4. Allow AssetLoaders to query the final processed asset type of a given asset label, as configured in (3). This would allow things like the GltfLoader to detect that a Mesh subasset (ex: Mesh0) is configured to be processed into a MeshletMesh (via a MeshToMeshletTransformer and persisted with a MeshletSaver), and then adjust scenes to assume it will have a Handle<MeshletMesh> instead of Handle<Mesh>. Something like:

   if load_context.processed_type("Mesh0") == Some(TypeId::of::<MeshletMesh>()) {
       // this should fail if "Mesh0" is not configured to be processed into a Meshlet
       let handle: Handle<MeshletMesh> = load_context.add_processed_labeled_asset("Mesh0", Mesh::default()).unwrap();
   } else {
       let handle: Handle<Mesh> = load_context.add_labeled_asset("Mesh0", Mesh::default());
   }
   
   // This could also be phrased as
   if let Ok(handle) = load_context.add_processed_labeled_asset::<MeshletMesh>("Mesh0", Mesh::default()) {
   } else {
       let handle: Handle<Mesh> = load_context.add_labeled_asset("Mesh0", Mesh::default());
   }
   
   // Or maybe we could just make `add_labeled_asset` _require_ the type to match the processed configuration, if it is provided?
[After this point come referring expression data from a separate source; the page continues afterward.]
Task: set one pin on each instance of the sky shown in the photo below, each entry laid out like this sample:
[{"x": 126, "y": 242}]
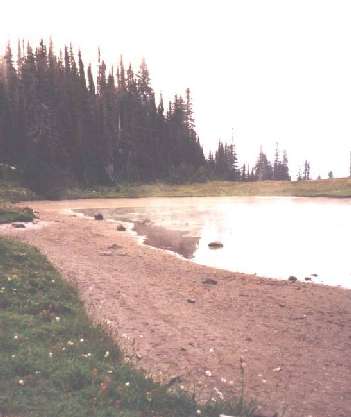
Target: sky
[{"x": 260, "y": 71}]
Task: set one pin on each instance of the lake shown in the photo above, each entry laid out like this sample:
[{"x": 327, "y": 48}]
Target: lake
[{"x": 274, "y": 237}]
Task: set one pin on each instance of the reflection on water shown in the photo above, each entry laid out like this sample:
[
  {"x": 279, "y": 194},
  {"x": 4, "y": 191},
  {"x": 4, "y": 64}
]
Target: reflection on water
[{"x": 272, "y": 237}]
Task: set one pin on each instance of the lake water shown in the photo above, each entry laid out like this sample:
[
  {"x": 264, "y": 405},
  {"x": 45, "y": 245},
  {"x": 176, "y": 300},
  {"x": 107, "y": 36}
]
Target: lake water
[{"x": 269, "y": 236}]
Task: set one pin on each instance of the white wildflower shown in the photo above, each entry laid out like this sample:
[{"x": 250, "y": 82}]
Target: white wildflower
[{"x": 219, "y": 393}]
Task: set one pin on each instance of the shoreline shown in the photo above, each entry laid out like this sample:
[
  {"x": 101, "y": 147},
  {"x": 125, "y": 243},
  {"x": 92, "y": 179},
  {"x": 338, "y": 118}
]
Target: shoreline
[{"x": 302, "y": 329}]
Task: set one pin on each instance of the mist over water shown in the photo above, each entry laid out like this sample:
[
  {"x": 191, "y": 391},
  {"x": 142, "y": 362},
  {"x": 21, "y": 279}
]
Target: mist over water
[{"x": 274, "y": 237}]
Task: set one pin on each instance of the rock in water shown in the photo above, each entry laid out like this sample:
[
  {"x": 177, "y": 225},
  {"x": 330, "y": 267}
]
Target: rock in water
[{"x": 215, "y": 245}]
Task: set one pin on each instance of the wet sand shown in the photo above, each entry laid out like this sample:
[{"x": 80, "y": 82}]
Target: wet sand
[{"x": 295, "y": 338}]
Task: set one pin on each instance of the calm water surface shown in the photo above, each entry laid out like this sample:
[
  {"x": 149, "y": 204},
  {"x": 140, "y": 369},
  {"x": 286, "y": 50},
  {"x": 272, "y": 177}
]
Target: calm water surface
[{"x": 272, "y": 237}]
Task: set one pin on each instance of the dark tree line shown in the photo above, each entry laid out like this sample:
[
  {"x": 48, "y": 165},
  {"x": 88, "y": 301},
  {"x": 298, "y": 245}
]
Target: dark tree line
[
  {"x": 59, "y": 123},
  {"x": 224, "y": 165}
]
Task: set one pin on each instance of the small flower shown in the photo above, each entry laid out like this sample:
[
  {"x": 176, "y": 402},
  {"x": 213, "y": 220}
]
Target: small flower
[{"x": 219, "y": 393}]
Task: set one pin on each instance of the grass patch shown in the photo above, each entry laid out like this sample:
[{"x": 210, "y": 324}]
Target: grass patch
[
  {"x": 54, "y": 362},
  {"x": 337, "y": 188},
  {"x": 11, "y": 214},
  {"x": 12, "y": 190}
]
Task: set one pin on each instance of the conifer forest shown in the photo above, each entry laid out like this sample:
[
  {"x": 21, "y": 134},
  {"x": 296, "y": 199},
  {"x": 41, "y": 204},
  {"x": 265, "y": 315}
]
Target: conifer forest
[{"x": 64, "y": 122}]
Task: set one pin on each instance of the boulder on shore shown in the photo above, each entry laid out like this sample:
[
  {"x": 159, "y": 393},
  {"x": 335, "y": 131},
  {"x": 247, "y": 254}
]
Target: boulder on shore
[
  {"x": 18, "y": 225},
  {"x": 215, "y": 245}
]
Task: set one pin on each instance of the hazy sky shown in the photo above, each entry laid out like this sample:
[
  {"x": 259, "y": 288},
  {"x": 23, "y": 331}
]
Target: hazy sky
[{"x": 271, "y": 70}]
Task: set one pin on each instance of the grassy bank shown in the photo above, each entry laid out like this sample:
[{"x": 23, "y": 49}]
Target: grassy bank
[
  {"x": 10, "y": 214},
  {"x": 54, "y": 362},
  {"x": 13, "y": 191},
  {"x": 338, "y": 188}
]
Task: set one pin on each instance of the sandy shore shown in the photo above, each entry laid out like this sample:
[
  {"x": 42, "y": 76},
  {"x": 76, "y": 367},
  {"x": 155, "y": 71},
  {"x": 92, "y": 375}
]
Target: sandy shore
[{"x": 295, "y": 338}]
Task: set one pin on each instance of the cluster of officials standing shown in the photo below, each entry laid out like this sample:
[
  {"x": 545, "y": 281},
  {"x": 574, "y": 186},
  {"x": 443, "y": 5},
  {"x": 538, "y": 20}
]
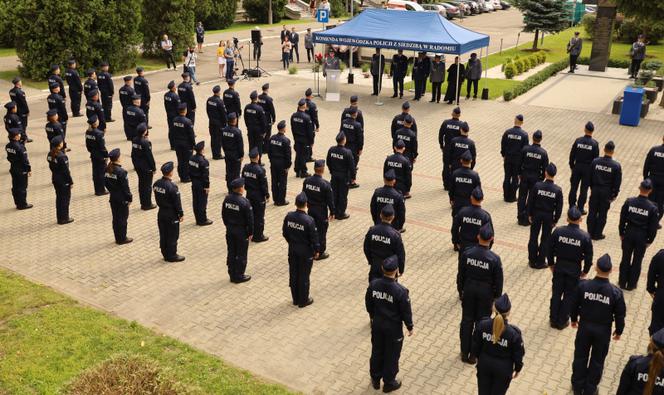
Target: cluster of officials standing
[{"x": 595, "y": 307}]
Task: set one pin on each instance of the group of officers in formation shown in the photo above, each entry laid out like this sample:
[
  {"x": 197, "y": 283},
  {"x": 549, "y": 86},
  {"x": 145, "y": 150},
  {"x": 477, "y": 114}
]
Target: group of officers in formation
[{"x": 596, "y": 307}]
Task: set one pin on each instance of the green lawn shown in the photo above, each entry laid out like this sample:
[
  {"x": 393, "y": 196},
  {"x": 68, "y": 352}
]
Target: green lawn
[{"x": 46, "y": 339}]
   if let Ok(handle) = load_context.add_labeled_asset::<MeshletMesh>("Mesh0", Mesh::default()) {
   } else {
       // that does slightly complicate the "normal unprocessed" case because it decouples the output handle type from the input asset value type.
       // this works
       let handle: Handle<Mesh> = load_context.add_labeled_asset("Mesh0", Mesh::default());
       // this would become a compiler failure because the type cannot be inferred.
       let handle = load_context.add_labeled_asset("Mesh0", Mesh::default());
   }